Using R, calculate predicted values of biomass (total_mass) for plants harvested at 170 cm  under ambient and elevated CO2 . Remember that you have performed the analysis on transformed data so you will need to “back- transform” your predicted value. Therefore, you    need to consider how you would convert the cube root of a number back to what it was before (3 marks).

8.    In the original study the researchers determined that the effects of elevated carbon dioxide       were relatively inconsequential when determining the relationship between plant height and    biomass. They came to this conclusion by examining the r2  of the relationships between models including and excluding the term for CO2. Using your own calculated values of r2 and P, explain whether you think  the researchers were justified in removing CO2from the model (4 marks).

9.    Include your R script and the unedited output it produced as an appendix. This means I can see exactly what you did and, in the steps above, may allow me to award partial marks even if you   did not get exactly the right answer (1 mark). The easiest way to do this is as follows (and as per instructions for Assignment 1).

a.    Install the R package rmarkdown by going to Tools > Install Packages, typing rmarkdown in the Packages box and pressing Install.

b.   Go to File > Knit Document, select MS Word as the output format, and click Compile.   This should produce a Word document, with a name that matches your R script, in the same folder as your script.

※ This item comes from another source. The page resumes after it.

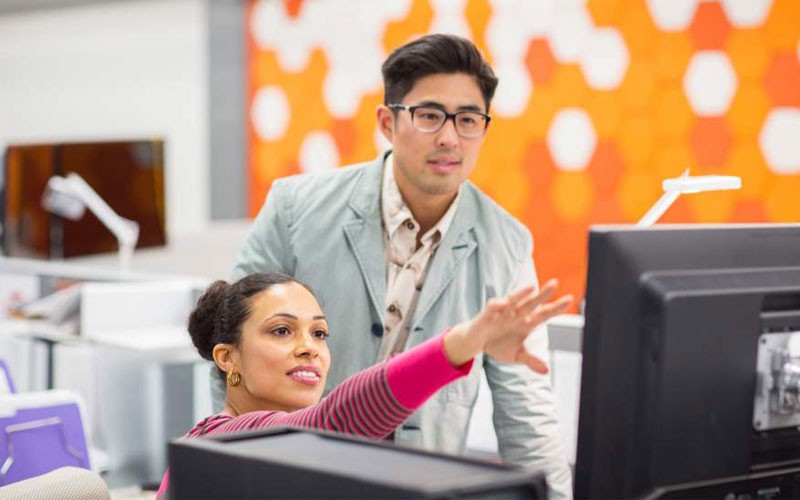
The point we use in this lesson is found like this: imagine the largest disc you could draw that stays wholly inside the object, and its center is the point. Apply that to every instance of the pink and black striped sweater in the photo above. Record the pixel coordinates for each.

c.    Your username will appear on the second line of the Word document, just below the title of the script. Delete the username, so that your assignment is anonymous.

d.    Paste everything else into your main Word document as an appendix.

e.    If you cannot get this to work, you can just copy and paste the script directly from RStudio to your Word document.

10. Don't forget to remove your name from your submission file (including your username from the appendix, if Rmarkdown inserts this).

References

Lu, M., Caplan, J.S., Bakker, J.D., Langley, J.A., Mozdzer, T.J., Drake, B.G. and Megonigal, J.P. (2016) ‘Allometry data and equations for coastal marsh plants’, Ecology, 97, p. 3554.